Australia has had a system of compulsory voting since the 1925 federal election. People must either vote for a candidate, or, if they do not wish to support either of the candidates available, they may ‘spoil’ the ballot paper. Either way, some form of positive action is required on the part of the citizen, reflecting the notion of voting as a ‘civic duty’. Where enrolled voters fail to cast a vote, they are asked to explain the reason for this. If the individual concerned can provide no satisfactory reason, they must pay a $20 fine (refusal to pay may result in a court hearing). It is worth noting that, though there have been critics of this system over the years, there has been no serious attempt to change it. Australians, it seems, are content with the concept of compulsory voting.
I naturally feel uneasy about the idea of anything being made compulsory. The freedom to exercise personal judgment and to do as we, as individuals, see fit is vital. Yet, it should be remembered that there are already a number of ‘compulsory’ civic duties that are expected of us.
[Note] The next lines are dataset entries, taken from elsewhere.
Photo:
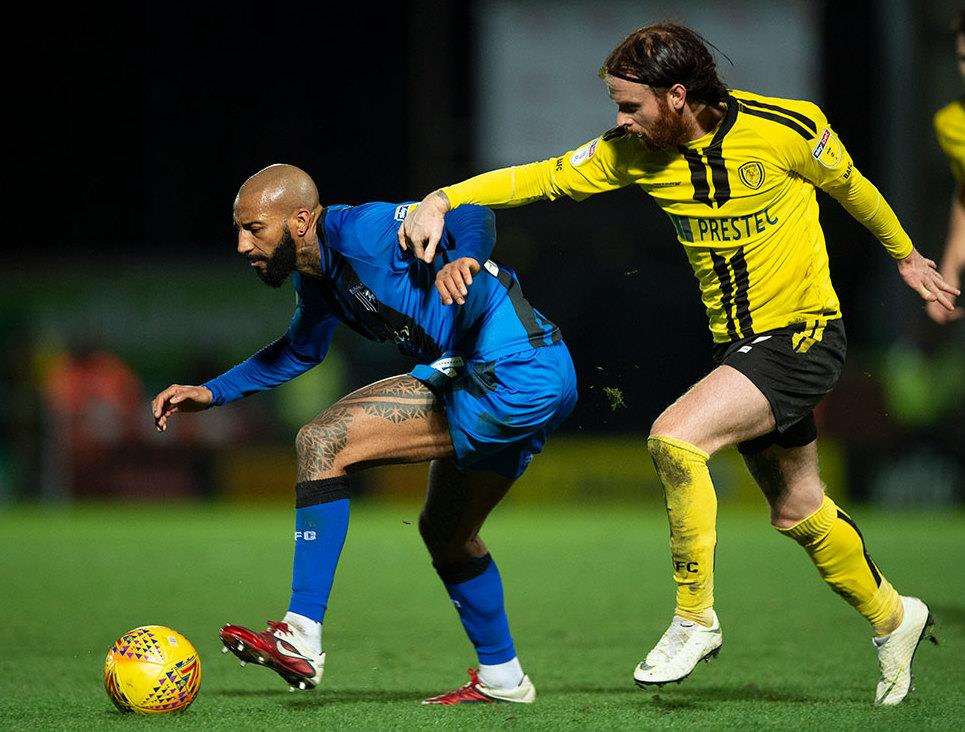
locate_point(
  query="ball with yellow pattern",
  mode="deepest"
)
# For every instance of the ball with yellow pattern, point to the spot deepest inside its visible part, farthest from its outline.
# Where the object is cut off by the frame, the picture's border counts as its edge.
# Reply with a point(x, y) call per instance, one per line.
point(152, 670)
We must all pay our taxes, attend school and, if called upon to do so, perform jury service. These existing obligations are far more onerous than a system of compulsory voting would ever be. In reality, the degree of intrusion on our personal freedom would be negligible.
Another benefit of compulsory voting, other than merely increasing turnout, is that it encourages voters to research the candidates’ political positions more thoroughly. Sitting by and exclaiming ‘I don’t do politics’ is not an option because people must vote. They can, of course, spoil their ballot papers. But many will feel that, since they will be turning out to the polling station anyway, why not take a few minutes to see if there is anyone worth voting for? The public therefore become more informed about the major political debates and the key players. Further, when voting is compulsory, politicians are forced to appeal to the electorate as a whole, rather than the narrow sections of society most likely to vote. This means that specific groups, and particularly those from disadvantaged backgrounds, will be more difficult to ignore.
On the face of it, there is a lot to be said for compulsory voting. Yet, in an ideal world, it would not be necessary to force people to vote. The danger with going down this route is that it addresses the symptom, rather than the cause, of the apathy and low turnouts at UK elections. When people refuse to vote, it is not necessarily because they are lazy, but because they do not feel anyone deserves their vote.
Under compulsory voting, the political class as a whole would no longer have to fight to ‘get the vote out’ since people would no longer be able to stay away. The current problem of political leaders being seen as out of touch could, therefore, be exacerbated.
If turnout continues to decline at UK elections, then introducing a system of compulsory voting should be considered. A Government elected at a general election where turnout was, say, a mere 50% could never claim to have a real mandate. Such a situation would result in widespread disenfranchisement and further disillusionment. Put simply, it would be undemocratic. But before we get to such a point, let us hope that the political class can relearn the art of listening to the people and earning their trust.